Inverse Probability Weighting of Count Exposures in the Presence of Missing Data: A Simulation Study

Inverse probability of treatment weighting (IPTW) is widely used to estimate causal effects, but guidance is limited for count exposures. It is also unclear how IPTW performs when combined with multiple imputation in this context. In this study, we evaluated five IPTW methods applied to count exposures: multinomial binning, parametric and non-parametric covariate balancing propensity scores (CBPS, npCBPS), generalised boosted models (GBM), and energy balancing. Our simulations were informed by an example using data from the 1970 British Cohort Study, aiming to estimate the effect of psychological distress, measured as a count of symptoms at age 34, on self-reported longstanding illness at age 42. We compared these approaches on bias, coverage, effective sample size, and other metrics under truncated negative binomial and Poisson exposure distributions. We also assessed the performance of Rubin's rules under different missingness mechanisms. Under complete data, multinomial, CBPS, GBM, and energy weights produced low bias and near-nominal coverage, whereas npCBPS resulted in bias and poor coverage due to extreme weights. When data were missing completely at random, similar performance patterns were observed for IPTW with multiple imputation. Under missing at random, bias increased with higher missingness, but this was present for both IPTW and covariate-adjusted regression, possibly reflecting a limitation of the imputation model rather than a failure of IPTW. Overall, these findings support the use of multinomial, CBPS, GBMs, and energy weights for count exposures in similar settings while highlighting trade-offs between these methods and the need for imputation models accommodating right-truncated overdispersed counts.

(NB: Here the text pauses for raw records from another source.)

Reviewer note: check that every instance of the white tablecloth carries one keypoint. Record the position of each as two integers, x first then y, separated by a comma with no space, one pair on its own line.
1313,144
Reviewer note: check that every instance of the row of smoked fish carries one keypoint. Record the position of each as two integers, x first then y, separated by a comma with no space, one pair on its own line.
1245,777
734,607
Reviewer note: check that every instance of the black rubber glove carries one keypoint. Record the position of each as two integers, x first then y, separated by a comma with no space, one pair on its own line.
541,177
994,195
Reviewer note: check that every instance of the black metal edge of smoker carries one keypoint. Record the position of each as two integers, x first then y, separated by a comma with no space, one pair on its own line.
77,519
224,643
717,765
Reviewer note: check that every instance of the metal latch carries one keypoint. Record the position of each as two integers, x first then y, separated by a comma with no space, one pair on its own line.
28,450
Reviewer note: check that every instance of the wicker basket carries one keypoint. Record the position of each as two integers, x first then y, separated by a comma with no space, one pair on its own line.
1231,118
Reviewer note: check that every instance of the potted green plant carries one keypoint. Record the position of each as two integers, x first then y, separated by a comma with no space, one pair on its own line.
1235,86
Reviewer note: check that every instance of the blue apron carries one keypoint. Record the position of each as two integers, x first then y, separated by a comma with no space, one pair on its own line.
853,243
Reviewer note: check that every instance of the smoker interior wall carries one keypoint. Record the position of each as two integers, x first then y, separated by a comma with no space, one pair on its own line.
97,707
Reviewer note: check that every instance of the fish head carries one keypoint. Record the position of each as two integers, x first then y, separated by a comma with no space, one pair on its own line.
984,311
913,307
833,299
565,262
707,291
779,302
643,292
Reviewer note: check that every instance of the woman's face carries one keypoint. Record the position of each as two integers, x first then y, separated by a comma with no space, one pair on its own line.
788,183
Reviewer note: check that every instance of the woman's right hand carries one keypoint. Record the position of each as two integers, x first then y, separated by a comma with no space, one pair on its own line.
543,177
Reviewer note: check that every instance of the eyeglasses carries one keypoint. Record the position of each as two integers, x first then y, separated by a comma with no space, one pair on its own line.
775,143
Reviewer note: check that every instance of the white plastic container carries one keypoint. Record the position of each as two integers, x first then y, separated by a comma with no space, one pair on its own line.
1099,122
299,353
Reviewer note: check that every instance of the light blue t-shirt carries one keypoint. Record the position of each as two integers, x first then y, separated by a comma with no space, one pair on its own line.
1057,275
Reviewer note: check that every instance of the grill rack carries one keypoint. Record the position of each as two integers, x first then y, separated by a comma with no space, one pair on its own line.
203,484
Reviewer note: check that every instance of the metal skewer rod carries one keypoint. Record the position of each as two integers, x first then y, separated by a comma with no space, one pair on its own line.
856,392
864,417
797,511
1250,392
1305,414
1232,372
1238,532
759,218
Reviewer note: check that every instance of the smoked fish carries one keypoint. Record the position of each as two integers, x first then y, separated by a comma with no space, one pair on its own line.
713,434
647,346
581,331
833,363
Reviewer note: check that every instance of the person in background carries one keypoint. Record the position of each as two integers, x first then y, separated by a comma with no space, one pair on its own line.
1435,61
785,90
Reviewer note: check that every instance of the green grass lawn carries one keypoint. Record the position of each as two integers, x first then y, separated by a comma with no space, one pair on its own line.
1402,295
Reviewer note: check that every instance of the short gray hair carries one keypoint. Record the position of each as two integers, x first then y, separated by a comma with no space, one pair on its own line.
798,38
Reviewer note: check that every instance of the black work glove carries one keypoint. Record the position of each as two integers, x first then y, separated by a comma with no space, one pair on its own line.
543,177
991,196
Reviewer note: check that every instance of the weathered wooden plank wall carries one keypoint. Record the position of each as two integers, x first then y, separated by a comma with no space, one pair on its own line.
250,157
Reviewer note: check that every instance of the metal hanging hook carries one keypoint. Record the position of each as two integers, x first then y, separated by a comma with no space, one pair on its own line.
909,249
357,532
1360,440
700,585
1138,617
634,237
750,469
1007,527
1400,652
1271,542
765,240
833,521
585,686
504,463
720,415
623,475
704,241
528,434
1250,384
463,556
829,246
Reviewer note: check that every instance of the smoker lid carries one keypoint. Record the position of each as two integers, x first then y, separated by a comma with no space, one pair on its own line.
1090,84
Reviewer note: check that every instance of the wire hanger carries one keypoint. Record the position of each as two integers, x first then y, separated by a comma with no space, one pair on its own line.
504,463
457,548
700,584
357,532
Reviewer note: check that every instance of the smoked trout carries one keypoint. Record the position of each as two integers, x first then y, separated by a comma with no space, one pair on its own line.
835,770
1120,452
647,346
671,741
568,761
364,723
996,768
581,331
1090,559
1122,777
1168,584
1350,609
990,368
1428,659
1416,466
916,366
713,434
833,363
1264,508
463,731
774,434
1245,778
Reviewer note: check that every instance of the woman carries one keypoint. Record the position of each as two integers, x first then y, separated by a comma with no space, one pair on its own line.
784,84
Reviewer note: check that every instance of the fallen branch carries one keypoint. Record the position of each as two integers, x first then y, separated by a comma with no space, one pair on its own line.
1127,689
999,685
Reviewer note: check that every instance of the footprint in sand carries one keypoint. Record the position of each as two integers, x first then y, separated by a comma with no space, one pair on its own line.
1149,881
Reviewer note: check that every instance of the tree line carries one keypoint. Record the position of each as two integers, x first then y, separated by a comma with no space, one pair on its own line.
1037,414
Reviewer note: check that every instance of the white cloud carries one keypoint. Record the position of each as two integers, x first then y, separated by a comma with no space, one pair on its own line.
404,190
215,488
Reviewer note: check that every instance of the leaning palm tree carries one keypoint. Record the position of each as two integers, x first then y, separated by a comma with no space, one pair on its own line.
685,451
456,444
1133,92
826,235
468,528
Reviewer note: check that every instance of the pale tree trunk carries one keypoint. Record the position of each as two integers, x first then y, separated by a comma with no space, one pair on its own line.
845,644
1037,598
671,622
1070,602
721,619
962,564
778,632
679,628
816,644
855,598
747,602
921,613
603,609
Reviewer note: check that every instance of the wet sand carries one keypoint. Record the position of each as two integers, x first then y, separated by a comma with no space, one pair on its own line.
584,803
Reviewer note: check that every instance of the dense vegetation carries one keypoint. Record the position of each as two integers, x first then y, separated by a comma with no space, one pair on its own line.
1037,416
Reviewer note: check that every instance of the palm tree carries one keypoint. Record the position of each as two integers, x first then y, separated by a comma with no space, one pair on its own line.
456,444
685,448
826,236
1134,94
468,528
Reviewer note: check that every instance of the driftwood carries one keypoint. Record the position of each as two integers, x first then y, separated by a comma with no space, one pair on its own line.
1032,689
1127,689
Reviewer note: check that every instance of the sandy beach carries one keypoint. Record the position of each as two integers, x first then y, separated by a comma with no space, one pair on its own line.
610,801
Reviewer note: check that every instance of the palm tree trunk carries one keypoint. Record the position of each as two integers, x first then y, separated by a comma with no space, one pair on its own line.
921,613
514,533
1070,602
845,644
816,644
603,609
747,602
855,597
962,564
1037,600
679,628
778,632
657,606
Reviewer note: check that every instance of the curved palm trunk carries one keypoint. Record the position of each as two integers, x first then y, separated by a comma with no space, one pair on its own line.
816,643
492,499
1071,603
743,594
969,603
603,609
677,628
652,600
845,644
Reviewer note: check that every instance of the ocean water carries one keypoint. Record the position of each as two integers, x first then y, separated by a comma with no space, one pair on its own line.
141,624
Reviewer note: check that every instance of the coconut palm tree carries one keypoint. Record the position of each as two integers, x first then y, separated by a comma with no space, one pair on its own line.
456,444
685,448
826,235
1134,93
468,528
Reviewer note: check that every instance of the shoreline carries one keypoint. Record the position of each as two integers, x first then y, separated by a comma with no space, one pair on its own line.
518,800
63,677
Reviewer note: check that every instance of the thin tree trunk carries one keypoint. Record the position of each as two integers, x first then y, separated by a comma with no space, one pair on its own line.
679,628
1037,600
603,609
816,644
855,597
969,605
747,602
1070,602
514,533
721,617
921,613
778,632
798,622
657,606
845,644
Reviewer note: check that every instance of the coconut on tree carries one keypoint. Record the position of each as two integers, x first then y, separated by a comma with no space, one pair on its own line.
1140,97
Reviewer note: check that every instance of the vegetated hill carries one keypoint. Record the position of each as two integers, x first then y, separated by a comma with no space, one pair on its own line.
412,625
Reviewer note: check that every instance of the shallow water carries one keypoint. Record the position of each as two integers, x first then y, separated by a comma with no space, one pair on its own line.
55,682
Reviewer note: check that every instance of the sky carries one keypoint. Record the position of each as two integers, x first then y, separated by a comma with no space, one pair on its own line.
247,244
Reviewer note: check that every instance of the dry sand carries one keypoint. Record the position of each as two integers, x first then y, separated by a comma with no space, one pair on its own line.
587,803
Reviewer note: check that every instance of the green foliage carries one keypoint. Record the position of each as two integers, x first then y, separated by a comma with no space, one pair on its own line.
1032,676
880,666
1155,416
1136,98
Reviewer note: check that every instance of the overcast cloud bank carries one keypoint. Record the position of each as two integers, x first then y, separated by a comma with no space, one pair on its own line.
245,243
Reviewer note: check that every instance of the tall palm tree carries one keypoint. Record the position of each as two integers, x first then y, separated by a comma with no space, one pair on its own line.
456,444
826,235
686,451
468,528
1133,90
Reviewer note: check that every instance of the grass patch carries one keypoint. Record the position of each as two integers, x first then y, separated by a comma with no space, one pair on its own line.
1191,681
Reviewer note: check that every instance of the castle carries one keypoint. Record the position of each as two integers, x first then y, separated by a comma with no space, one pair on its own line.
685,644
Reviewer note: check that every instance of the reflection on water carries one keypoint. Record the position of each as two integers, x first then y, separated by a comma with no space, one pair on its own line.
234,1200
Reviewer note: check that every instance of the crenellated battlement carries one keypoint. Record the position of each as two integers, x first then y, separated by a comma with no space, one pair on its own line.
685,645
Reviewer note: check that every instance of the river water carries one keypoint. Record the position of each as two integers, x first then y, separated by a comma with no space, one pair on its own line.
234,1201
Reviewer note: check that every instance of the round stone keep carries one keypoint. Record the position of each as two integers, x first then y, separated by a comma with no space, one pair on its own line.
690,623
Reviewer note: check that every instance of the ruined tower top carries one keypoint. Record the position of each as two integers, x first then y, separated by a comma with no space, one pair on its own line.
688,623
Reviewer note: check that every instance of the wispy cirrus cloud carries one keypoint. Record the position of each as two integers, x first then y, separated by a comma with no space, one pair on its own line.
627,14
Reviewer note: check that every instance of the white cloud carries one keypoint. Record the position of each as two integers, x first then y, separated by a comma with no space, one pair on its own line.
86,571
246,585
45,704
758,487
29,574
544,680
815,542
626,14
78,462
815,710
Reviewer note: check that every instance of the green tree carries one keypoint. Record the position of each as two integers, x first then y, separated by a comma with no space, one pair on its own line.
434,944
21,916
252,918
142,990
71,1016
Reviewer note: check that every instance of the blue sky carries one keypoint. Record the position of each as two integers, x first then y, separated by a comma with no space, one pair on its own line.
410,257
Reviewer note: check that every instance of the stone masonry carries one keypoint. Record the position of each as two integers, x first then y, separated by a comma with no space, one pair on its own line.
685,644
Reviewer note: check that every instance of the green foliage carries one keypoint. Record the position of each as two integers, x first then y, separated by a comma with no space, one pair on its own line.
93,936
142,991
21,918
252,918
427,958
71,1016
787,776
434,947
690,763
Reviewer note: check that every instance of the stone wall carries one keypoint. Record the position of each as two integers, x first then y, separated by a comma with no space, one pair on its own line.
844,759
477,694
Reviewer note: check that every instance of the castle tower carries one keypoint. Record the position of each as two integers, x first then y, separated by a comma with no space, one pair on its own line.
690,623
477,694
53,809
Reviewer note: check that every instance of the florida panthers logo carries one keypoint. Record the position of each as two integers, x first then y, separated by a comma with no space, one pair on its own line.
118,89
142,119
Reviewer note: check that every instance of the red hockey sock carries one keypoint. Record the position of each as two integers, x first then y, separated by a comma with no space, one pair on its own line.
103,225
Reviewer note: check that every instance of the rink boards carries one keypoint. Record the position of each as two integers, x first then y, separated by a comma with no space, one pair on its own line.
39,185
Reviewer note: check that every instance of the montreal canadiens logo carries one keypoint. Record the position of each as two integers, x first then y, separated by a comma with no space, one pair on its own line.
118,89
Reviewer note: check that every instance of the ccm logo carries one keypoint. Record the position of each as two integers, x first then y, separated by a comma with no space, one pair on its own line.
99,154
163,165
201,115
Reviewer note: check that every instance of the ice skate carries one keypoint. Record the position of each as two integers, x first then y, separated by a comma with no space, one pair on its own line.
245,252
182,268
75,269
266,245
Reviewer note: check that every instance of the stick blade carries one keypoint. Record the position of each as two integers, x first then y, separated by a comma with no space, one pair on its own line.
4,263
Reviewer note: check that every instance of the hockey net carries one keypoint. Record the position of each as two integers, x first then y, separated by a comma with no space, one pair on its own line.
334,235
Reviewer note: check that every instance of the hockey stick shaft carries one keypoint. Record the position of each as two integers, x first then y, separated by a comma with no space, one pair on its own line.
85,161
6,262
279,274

翻译：逆概率治疗加权（IPTW）被广泛用于估计因果效应，但在计数暴露方面的指导有限。此外，在此背景下，IPTW与多重插补结合时的表现也不明确。在本研究中，我们评估了五种应用于计数暴露的IPTW方法：多项式分箱、参数和非参数协变量平衡倾向性评分（CBPS、npCBPS）、广义提升模型（GBM）以及能量平衡。我们的模拟基于使用1970年英国队列研究数据的一个实例，旨在估计心理困扰（以34岁时症状计数衡量）对42岁时自报长期疾病的影响。我们在截断负二项和泊松暴露分布下，就比较了这些方法在偏倚、覆盖度、有效样本量及其他指标上的表现。我们还评估了不同缺失机制下鲁宾规则的表现。在完整数据下，多项式、CBPS、GBM和能量权重产生了较低的偏倚和接近名义值的覆盖度，而npCBPS由于极端权重导致了偏倚和较差的覆盖度。当数据完全随机缺失时，IPTW与多重插补结合表现出相似的模式。在随机缺失情况下，偏倚随缺失率增加而增大，但这一现象同时存在于IPTW和协变量调整回归中，可能反映的是插补模型的局限性而非IPTW的失效。总体而言，这些结果支持在类似场景中将多项式、CBPS、GBM和能量权重用于计数暴露，同时强调了这些方法之间的权衡以及采用能够容纳右截断过分散计数的插补模型的必要性。